In the above three circumstances, the minister is merely the approving authority. The National Assembly’s approval is only required in the virement process when the amount to be vired from the expenditure items of the budget agency exceeded 75%. Thus, if the National Assembly Finance Select-Committee wants to determine the compliance of the Minister of Finance to the virement process, it must demand from him the following evidence: the budget agency’s request for virement, the Supervising Department’s request for virement, and budget agencies’ request as well as his approval and evidence of consultation with the vote controllers. Without those evidence, the virement process should be considered flawed and illegal.
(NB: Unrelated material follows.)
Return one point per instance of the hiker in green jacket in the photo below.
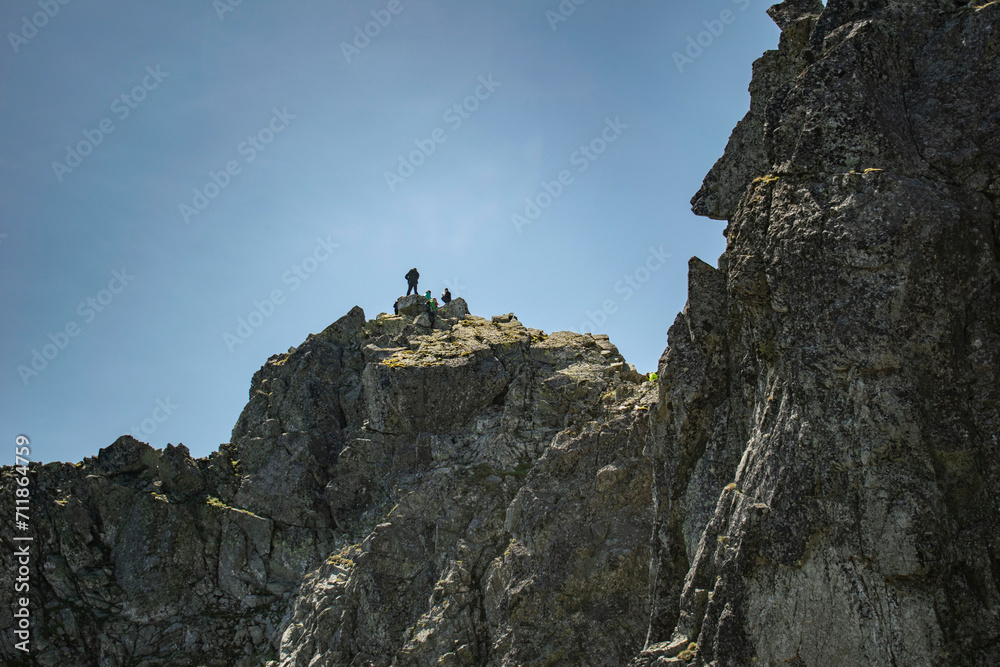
(411, 281)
Finally, on the question of whether the D500m COVID-19 Fund was wrongfully or rightly constituted through virement, recourse should be made to the foregoing explanations. The highlighted circumstances in which appropriations of the expenditure items can be vired cannot be applied to the D500m COVID -19 Fund. The first circumstance relates to a budget agency’s request for approval to vire within its expenditure items; the second situation relates to the request by the Supervising Department to vire funds from among budget agencies’ appropriations; and the third situations relates to the request of budget agencies to vire funds appropriated to them. There is no provision in the PFA that gives the Minister power to vire appropriations of the expenditure item of the budget agencies. He has the APPROVING power and nothing more. Equally, it was wrong and offensive to the Constitution and PFA for an expenditure item to be created within the national budget which was already approved into an Appropriation Act.
Many legal avenues were and are available to the minister to take. One of them is the revising of the budget with changes on the expenditures and laying the Revised Budget before the National Assembly for approval.